Our classification model reduces the Bayesian network learning problem to the problem of
learning multiple subnetworks, each consisting of a class label node and its set of parent
genes. We argue that this classification model is more appropriate for the gene expression
domain than are other structurally similar Bayesian network classification models, such as
Naive Bayes and Tree Augmented Naive Bayes (TAN), because our model is consistent with
prior domain experience suggesting that a relatively small number of genes, taken in different
combinations, is required to predict most clinical classes of interest. Within this framework,
we consider two different approaches to identifying parent sets which are supported by
the gene expression observations and any other currently available evidence. One approach
employs a simple greedy algorithm to search the universe of all genes; the second approach
develops and applies a gene selection algorithm whose results are incorporated as a prior
to enable an exhaustive search for parent sets over a restricted universe of genes. Two
other significant contributions are the construction of classifiers from multiple, competing
Bayesian network hypotheses and algorithmic methods for normalizing and binning gene
expression data in the absence of prior expert knowledge.
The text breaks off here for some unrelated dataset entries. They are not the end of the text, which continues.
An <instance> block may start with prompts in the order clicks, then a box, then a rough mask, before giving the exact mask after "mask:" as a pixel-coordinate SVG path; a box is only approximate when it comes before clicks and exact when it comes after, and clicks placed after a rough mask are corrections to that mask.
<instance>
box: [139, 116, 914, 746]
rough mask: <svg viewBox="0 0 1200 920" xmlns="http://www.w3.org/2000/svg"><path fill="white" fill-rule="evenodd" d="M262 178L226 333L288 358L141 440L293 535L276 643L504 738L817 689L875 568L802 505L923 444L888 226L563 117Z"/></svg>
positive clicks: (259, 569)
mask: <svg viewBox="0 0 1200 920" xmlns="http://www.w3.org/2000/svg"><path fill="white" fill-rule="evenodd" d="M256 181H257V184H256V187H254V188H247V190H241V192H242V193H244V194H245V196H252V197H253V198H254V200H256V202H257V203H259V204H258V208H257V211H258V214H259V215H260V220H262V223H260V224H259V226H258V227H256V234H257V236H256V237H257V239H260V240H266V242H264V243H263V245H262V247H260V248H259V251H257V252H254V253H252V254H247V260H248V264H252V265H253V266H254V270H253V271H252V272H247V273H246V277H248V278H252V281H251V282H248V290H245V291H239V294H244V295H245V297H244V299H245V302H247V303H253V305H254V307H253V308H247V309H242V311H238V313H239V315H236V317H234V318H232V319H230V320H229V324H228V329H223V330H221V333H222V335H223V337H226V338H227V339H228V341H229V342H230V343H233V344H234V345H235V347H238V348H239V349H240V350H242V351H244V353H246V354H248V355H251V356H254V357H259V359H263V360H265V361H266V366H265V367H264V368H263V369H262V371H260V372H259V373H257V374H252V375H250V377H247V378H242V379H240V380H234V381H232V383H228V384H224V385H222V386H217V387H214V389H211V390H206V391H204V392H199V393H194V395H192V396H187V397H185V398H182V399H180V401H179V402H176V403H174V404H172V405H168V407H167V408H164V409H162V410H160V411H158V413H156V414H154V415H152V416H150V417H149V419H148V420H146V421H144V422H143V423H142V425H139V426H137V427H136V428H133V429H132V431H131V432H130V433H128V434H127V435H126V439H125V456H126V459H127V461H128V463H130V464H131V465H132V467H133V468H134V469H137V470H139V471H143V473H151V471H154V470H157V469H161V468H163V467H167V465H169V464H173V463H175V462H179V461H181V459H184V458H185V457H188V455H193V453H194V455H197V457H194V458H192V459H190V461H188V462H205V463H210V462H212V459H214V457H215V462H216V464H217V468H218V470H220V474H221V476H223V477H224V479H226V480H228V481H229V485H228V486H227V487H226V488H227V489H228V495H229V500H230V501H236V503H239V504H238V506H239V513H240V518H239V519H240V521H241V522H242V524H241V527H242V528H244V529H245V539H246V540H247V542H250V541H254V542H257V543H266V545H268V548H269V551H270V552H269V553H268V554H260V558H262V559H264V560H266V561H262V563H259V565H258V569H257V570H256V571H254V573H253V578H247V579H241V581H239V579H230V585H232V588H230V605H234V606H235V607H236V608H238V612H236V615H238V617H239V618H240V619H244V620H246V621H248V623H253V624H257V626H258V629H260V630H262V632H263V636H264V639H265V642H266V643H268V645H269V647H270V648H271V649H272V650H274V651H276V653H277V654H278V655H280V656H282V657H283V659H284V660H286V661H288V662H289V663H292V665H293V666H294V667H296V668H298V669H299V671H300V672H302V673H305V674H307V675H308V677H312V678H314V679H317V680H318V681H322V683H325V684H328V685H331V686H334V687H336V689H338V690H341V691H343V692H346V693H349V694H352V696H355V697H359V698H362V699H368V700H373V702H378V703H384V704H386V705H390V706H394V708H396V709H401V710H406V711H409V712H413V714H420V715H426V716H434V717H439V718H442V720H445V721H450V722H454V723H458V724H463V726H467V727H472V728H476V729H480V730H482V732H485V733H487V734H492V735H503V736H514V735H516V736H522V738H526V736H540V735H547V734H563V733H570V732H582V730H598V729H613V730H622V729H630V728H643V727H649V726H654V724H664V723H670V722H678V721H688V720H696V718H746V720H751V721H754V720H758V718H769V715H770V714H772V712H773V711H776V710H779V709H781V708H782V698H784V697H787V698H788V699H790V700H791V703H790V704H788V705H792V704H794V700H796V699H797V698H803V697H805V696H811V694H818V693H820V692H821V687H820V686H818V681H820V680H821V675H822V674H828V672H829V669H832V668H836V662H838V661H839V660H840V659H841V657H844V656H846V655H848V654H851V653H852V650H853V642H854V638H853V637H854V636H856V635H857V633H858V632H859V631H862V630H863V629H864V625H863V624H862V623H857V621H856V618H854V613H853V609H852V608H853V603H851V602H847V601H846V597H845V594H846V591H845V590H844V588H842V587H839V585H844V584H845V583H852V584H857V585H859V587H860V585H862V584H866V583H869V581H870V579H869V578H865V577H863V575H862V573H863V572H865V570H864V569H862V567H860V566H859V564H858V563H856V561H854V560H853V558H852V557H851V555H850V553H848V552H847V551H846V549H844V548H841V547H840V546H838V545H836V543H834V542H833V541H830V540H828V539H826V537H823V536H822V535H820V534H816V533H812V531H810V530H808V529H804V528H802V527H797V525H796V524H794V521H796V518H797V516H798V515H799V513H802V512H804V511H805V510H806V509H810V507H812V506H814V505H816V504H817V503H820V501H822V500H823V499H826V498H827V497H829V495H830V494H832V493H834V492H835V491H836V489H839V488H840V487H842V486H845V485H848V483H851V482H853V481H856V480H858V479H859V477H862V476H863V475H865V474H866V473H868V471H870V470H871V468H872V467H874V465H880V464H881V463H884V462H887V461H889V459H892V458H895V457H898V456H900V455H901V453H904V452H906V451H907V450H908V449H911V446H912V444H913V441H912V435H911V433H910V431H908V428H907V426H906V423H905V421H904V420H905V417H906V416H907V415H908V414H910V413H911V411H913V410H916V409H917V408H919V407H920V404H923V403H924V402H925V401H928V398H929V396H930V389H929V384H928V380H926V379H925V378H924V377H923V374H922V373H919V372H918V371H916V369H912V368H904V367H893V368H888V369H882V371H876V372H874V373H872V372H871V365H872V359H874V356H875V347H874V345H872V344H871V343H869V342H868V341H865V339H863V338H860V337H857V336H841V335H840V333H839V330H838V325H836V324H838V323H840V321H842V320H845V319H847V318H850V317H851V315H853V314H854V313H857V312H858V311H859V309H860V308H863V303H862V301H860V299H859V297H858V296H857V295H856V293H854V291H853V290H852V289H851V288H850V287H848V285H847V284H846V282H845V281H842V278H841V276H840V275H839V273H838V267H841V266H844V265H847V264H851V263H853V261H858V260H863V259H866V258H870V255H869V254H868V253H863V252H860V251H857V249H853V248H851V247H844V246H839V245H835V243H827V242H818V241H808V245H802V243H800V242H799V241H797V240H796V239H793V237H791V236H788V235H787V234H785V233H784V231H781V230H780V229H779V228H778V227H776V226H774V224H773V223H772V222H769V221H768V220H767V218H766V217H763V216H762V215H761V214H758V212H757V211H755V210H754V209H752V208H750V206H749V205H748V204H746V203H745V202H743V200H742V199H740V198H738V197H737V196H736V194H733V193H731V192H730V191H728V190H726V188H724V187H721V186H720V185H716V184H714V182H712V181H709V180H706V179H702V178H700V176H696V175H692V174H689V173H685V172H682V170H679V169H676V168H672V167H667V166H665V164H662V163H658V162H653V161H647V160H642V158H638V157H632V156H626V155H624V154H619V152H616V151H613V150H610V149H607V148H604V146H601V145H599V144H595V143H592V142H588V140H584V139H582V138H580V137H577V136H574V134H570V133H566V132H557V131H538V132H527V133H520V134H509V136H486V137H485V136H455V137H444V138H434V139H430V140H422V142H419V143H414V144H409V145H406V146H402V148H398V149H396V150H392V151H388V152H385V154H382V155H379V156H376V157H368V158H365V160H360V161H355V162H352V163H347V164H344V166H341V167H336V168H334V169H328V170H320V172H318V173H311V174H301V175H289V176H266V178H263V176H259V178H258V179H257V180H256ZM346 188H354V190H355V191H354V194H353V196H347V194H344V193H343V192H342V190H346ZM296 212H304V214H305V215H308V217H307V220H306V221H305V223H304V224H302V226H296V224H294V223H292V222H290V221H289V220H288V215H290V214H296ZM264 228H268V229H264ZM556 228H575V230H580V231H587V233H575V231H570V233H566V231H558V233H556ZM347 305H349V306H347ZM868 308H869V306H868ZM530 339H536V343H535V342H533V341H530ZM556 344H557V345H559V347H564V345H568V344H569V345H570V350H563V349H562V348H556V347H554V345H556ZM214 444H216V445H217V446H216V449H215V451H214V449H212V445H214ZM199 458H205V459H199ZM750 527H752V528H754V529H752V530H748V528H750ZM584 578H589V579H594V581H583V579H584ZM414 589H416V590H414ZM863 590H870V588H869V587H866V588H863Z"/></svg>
Our classifiers are developed
under a cross validation regimen and then validated on corresponding out-of-sample test
sets. The classifiers attain a classification rate in excess of 90% on out-of-sample test sets
for two publicly available datasets. We present an extensive compilation of results reported
in the literature for other classification methods run against these same two datasets. Our
results are comparable to, or better than, any we have found reported for these two sets,
when a train-test protocol as stringent as ours is followed.